The fundamental reasons for higher gold prices have been brought to the fore this past week as the Federal Reserve has pulled out all the stops and opened the monetary spigots. Printing presses are turned on; the currency gets devalued; investors flock to gold as a store of value. Gold bugs envision gold at $1500 next week as the "big one" has arrived.
That's the story behind the story. However, the technical picture appears to suggest a different story. See figure 1, a monthly chart of a continuous gold futures contract.
Figure 1. Gold/ monthly
With a monthly close below the pivot point (labeled #1), gold entered a bear market. This was an "m -type" top. Four months later, gold is now peaking above a down sloping trend line and is trading just below its simple 10 month moving average. A monthly close over the trend line and the 10 month moving average will reverse the bearish trend. A monthly close above the pivot point (labeled #1) is very bullish. As we are not at the end of the month, the bullish signal has not happened yet.
What has happened is best seen on a weekly chart of gold. See figure 2.
Figure 2. Gold/ weekly
The March, 2008 highs are labeled with a #1 and the October, 2008 lows are labeled with a #2. The current upswing is an exact 50% retracement of the down draft that occurred from points #1 to #2 or the high to lows. Furthermore, the pattern of lower lows and lower highs is unlikely to be broken with this upswing.

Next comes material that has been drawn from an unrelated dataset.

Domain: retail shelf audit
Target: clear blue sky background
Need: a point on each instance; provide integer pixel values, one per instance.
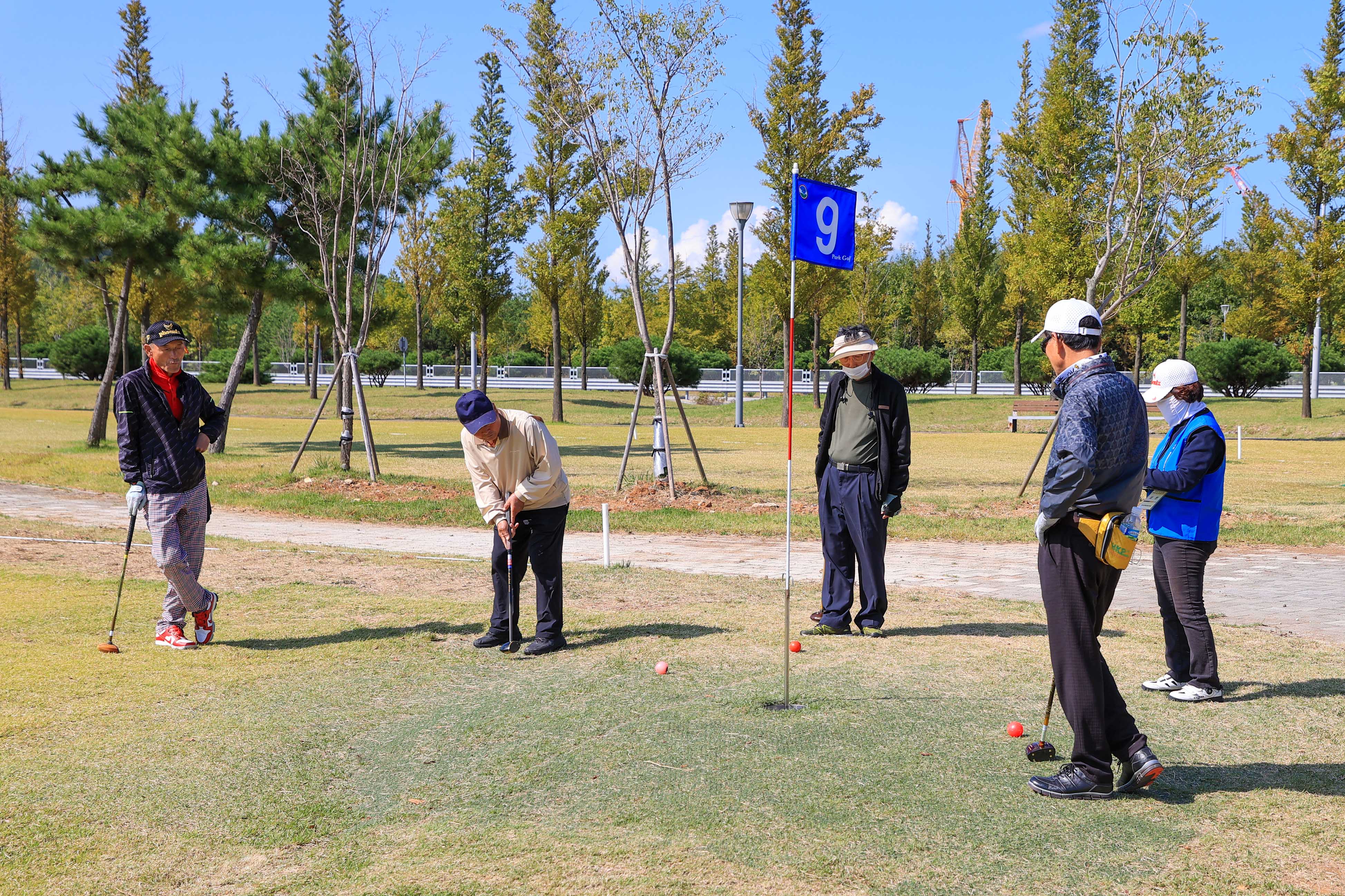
(931, 64)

So let's summarize the following for gold: 1) a new bull market has yet to be confirmed; 2) the current bounce is an exact 50% retracement into a down sloping 10 month moving average or 40 week moving average; 3) the pattern of lower highs and lower lows is intact.
While the price action has been strong and the fundamental story is plausible, the technicals suggest a pull back. For now and until confirmation of a monthly close over the trend line in figure 1 (or the simple 10 month moving average), this does not appear to be anything more than a strong bounce into resistance.